July 12, 2014

Why western Washington will not face extreme heat this week. Plus major thunderstorm risk.

Although there has been a lot of talk about the regional heat wave, one thing needs to be made clear.

The western side of the Cascades will not experience extreme heat, while eastern Washington is burning.

Why?

And we have a very real threat of thunderstorms on Sunday, thunderstorms that could greatly complicate fire operations in eastern Washington, withe the potential for new lightning-initiated fires.

The visible satellite image this morning tells you a lot (see image).  Low clouds over the eastern Pacific are are still pushed against the coastal mountains.  That implies there is no offshore (easterly flow) and there is an onshore pressure difference (or gradient), with higher pressure offshore than over land.


Northwest meteorologists look at pressure gradients very carefully, particularly the onshore/offshore pressure gradient.  If higher pressure is offshore, marine air tends to move inland and keeps us mild.

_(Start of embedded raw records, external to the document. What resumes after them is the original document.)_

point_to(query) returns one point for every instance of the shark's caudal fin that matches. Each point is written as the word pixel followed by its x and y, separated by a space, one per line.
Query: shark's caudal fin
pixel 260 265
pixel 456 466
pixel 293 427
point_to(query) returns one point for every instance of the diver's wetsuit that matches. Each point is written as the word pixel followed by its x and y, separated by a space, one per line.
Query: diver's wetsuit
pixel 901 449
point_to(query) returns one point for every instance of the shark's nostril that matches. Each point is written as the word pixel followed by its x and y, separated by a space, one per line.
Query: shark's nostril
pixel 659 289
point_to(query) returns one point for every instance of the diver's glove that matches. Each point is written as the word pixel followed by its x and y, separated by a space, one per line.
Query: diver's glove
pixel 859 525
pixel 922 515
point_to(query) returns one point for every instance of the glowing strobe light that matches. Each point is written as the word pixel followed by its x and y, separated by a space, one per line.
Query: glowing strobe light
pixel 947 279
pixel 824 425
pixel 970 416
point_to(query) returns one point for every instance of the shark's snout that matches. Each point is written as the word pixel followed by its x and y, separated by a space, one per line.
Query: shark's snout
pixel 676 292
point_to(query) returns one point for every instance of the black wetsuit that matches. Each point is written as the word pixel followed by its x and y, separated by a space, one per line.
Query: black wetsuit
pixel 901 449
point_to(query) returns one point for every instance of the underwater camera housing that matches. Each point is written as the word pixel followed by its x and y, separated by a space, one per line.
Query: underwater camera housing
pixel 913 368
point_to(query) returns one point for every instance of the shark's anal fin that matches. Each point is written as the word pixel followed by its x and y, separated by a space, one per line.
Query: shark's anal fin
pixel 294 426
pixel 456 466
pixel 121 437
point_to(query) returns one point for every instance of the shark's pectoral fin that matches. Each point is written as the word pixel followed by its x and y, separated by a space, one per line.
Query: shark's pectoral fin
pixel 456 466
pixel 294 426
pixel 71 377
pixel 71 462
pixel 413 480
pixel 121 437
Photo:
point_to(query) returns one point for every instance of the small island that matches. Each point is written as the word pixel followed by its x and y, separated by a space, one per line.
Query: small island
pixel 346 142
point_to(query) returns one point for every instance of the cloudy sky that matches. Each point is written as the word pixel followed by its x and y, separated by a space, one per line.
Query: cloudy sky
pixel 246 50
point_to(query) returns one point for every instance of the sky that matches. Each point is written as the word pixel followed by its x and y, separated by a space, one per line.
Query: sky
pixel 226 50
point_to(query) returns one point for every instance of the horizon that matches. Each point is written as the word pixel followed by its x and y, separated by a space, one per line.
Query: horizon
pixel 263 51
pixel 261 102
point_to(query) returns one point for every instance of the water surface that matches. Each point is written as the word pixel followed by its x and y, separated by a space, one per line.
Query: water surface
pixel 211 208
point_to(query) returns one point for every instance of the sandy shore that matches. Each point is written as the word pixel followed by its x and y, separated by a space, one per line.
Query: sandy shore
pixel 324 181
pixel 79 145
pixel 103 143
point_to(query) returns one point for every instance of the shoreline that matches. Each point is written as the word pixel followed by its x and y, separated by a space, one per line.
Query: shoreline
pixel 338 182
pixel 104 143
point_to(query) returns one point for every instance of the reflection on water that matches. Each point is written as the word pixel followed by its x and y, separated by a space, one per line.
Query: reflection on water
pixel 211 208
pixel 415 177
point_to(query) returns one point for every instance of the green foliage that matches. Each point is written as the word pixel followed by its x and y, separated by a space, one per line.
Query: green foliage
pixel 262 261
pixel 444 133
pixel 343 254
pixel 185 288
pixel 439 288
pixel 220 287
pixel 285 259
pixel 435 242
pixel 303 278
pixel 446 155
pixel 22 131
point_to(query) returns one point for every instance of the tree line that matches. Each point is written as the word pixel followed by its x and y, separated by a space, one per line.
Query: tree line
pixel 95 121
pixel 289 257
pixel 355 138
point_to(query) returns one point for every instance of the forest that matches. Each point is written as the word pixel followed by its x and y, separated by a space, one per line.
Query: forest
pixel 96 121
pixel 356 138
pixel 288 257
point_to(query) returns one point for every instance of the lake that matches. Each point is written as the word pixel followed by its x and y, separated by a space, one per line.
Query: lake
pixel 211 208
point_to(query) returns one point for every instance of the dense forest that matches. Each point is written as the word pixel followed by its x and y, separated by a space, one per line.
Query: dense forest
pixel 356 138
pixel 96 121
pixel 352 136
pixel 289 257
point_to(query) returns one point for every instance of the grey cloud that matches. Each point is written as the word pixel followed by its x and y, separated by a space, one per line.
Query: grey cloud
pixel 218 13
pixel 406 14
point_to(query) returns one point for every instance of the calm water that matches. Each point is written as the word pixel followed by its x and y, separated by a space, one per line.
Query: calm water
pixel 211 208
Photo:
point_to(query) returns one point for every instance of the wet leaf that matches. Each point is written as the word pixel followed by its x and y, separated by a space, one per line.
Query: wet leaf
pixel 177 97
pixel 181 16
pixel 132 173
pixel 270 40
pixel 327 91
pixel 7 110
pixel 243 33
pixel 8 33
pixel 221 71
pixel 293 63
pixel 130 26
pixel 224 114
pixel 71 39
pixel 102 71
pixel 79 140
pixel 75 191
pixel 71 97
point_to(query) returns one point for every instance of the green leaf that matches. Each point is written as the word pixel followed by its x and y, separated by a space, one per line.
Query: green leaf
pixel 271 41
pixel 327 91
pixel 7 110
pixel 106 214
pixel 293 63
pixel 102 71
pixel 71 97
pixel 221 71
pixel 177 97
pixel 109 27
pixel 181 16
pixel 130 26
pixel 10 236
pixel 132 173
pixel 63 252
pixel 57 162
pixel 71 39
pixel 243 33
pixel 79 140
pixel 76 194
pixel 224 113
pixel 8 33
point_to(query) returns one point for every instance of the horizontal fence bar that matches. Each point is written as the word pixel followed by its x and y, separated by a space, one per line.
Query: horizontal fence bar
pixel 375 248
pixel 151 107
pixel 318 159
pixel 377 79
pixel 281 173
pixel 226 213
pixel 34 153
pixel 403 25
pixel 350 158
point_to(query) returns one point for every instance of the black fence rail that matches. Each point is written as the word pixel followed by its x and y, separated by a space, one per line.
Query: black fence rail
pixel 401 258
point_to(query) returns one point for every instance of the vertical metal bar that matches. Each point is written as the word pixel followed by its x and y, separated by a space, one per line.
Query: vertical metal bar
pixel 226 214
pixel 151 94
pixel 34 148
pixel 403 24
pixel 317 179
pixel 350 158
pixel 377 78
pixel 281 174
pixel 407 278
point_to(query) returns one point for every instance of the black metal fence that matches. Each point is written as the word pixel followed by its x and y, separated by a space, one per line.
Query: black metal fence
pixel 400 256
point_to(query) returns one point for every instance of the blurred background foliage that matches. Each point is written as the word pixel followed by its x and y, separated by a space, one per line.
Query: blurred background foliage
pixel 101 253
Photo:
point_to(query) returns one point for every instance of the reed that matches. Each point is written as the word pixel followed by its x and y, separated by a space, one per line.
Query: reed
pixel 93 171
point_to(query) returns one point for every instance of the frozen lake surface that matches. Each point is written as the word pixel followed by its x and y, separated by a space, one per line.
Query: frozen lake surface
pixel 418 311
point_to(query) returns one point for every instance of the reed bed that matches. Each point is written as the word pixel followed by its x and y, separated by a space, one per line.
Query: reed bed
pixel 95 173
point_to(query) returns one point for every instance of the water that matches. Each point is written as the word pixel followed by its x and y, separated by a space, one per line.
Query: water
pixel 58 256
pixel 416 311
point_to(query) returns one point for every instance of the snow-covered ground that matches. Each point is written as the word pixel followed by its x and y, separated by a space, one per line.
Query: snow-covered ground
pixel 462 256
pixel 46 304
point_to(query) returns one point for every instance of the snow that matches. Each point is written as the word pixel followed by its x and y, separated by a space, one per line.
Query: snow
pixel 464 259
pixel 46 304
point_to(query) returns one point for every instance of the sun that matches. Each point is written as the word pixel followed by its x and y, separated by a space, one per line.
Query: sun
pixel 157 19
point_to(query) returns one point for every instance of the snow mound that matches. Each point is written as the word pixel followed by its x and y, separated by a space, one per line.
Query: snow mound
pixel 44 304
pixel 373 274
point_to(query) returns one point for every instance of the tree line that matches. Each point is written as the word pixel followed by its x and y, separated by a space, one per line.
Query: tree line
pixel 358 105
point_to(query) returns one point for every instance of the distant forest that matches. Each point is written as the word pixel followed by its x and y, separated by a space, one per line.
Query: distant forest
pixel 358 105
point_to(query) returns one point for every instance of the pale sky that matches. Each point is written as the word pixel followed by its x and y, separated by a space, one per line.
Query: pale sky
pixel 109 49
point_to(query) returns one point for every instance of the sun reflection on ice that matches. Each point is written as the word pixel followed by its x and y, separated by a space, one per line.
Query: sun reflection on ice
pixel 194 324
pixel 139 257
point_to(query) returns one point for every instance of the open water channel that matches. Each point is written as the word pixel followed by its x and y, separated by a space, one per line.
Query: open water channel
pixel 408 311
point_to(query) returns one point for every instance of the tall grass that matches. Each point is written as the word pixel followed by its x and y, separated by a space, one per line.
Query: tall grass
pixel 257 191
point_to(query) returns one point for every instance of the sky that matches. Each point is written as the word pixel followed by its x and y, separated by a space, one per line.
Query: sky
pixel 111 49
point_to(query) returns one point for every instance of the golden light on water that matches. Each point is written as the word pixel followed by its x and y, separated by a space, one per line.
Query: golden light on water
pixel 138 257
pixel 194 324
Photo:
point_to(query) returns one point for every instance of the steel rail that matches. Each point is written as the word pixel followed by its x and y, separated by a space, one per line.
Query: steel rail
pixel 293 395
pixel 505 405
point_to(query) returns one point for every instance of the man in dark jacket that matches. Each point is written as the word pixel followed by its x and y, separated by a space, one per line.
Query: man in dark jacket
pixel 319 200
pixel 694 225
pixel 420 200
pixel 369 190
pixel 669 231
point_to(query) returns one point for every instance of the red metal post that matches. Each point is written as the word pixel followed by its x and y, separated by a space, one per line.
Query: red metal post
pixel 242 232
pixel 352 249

Offshore pressure gradients (higher pressure inland) minimize the marine influence and we can get very warm.

So let's look at the pressure gradients! (see below).  The time is in UTC/GMT (18 is 11 AM, 19 is noon PDT), SEA is the Seattle-Tacoma AP, OLY is Olympia, HQM is Hoquiam, OTH is North Bend, Oregon, YKM is Yakima, BLI is Bellingham, etc).  HQM-SEA and UIL-BLI are positive;  pressure is higher on the coast.  And the pressure is lower in Eastern WA (SEA-YKM is positive)


To get REALLY warm around here, we need the pressure gradients to reverse, producing easterly flow.

The forecast sea level pressures, surface winds, and lower atmosphere temperatures for 5 PM provide a different view of all this (see graphic).  You can see high pressure offshore and lower pressure in eastern Washington.  Superhot air east of the Cascade crest.  Western WA and Oregon will be much warmer than normal, but not extreme (mid to upper 90s).

Same general pattern of tomorrow, except much warmer in eastern Washington.  Bad for fires.


But something significant will happen tomorrow.   First, the air aloft will become increasingly unstable, meaning a little lift and there could be a release convection and thunderstorms.  A measure of the potential for instability is CAPE, Convective Available Potential Energy.  Here is the forecast CAPE for tomorrow at 2 PM.  For the NW, there are some fairly high values, particularly over the mountains.


Instability usually needs something to set it off, and that is generally a disturbance bringing upward motion.  And we have such a disturbance coming in tomorrow...an upper level trough (see image of 500 hPa heights at 5 PM tomorrow)
Our latest forecast model runs are producing thunderstorms and rain, particularly over the southern part of Washington, northern Oregon, and the Cascades.   Here is the 3 hr precipitation ending 5 PM Sunday and the 24 precipitation ending 5 AM Monday.   The thunderstorms could be shifted in time and space, but the atmosphere will be primed for some convection action tomorrow afternoon.



My big worry is for the eastern WA fires.   Strong winds from the thunderstorms could rev up the current fires and lightning from the storms could initiate new ones.  The upper level disturbance could initiate a weak onshore push of marine air, part of which could surge over the Cascades producing gusty winds. The fire fighters in eastern WA need to be prepared for changing conditions tomorrow.  And they need to very carefully watch the evolving weather situation and particularly thunderstorms and low-level winds.